Abstract

The Arcades Project is the centerpiece of what Benjamin called his “Parisian production cycle,” an archeology of the emergence of high capitalist modernity that engaged him from the late 1920s until his death. Begun as an essay that was to offer a historical ground for One-Way Street 's phenomenology of modern life (1928), the Arcades Project had expanded to thirty-six copious folders (known as “Convolutes”) of notes and reflections by the time Benjamin was forced by the Nazi Occupation to flee Paris and the Bibliotheque Nationale where he had spent twelve years sifting through “the rags, the refuse” that he deemed his preferred materials of historiographical construction ( Arcades , 460; n1a, 8). Benjamin was never to transform his notes into a finished work, taking his own life in September 1940, after having been denied an exit visa to Spain. On his final failed journey across the Pyrenees Mountains, he was reported to have been carrying a large black briefcase filled with a manuscript, which was never recovered.
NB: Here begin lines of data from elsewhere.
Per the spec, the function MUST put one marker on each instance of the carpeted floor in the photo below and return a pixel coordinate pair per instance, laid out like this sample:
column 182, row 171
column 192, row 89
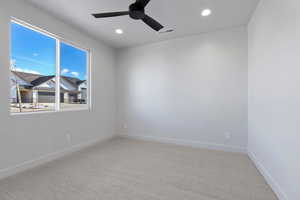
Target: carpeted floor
column 124, row 169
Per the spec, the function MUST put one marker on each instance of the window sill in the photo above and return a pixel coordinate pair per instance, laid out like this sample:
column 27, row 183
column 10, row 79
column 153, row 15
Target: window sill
column 50, row 112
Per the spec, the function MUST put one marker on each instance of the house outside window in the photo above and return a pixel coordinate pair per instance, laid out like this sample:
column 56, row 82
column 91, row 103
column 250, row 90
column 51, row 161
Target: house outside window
column 47, row 72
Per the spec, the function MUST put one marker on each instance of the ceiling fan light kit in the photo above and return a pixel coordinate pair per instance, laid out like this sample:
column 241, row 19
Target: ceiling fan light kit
column 136, row 12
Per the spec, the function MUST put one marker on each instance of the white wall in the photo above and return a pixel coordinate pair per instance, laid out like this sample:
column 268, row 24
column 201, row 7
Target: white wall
column 190, row 90
column 29, row 137
column 274, row 94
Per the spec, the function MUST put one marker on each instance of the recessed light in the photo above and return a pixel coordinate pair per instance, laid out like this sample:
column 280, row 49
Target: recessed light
column 119, row 31
column 206, row 12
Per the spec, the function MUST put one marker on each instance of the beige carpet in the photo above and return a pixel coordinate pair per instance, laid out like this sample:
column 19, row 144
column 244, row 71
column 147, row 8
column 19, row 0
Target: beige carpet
column 124, row 169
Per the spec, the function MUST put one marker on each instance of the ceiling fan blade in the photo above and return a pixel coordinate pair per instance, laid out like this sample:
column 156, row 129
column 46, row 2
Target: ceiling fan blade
column 152, row 23
column 110, row 14
column 143, row 2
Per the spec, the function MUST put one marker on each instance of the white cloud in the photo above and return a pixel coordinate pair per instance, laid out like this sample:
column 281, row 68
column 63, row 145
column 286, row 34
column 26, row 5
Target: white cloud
column 25, row 71
column 64, row 71
column 75, row 74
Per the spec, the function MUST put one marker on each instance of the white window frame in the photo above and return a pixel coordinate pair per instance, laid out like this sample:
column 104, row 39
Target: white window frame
column 58, row 40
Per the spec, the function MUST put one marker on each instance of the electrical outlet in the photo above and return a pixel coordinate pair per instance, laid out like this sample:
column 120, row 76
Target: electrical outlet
column 227, row 135
column 69, row 138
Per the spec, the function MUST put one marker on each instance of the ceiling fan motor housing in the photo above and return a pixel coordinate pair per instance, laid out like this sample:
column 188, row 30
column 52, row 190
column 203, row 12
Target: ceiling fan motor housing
column 136, row 11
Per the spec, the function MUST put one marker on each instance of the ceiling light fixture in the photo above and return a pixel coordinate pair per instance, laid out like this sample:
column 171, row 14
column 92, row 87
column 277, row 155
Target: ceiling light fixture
column 206, row 12
column 119, row 31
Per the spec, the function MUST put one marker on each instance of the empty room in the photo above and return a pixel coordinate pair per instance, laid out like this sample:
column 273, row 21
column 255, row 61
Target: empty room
column 150, row 100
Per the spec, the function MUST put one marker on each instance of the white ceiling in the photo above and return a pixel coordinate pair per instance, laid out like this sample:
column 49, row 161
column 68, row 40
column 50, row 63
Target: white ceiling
column 182, row 15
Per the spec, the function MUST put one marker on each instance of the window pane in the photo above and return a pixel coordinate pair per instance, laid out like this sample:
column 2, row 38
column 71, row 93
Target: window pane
column 33, row 65
column 74, row 85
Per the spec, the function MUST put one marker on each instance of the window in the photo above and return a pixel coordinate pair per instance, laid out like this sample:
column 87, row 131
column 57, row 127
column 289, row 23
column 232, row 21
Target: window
column 47, row 73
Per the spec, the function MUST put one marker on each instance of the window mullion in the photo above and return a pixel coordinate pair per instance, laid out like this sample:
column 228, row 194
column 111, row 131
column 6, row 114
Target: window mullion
column 57, row 76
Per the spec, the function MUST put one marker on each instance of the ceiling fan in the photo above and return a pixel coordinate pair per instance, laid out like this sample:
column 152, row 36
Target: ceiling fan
column 136, row 12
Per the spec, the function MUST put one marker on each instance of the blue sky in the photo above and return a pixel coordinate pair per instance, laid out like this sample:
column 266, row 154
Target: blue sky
column 34, row 52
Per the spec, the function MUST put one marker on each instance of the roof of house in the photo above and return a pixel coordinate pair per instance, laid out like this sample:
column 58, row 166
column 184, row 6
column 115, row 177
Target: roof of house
column 37, row 79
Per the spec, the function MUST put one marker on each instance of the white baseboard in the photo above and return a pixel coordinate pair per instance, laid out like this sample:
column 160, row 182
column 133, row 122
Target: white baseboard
column 47, row 158
column 270, row 180
column 190, row 143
Glittering like one of the allegorical emblems dear to its owner, this briefcase gives concrete form to the simultaneous atmosphere of loss and possibility that enshrouds Benjamin's Arcades Project , whose notes and citations raise questions central to the entire materialist project, that, however, dissipate into pregnant and repetitive brooding, dense though evocative aphorisms, the dust of the nineteenth century.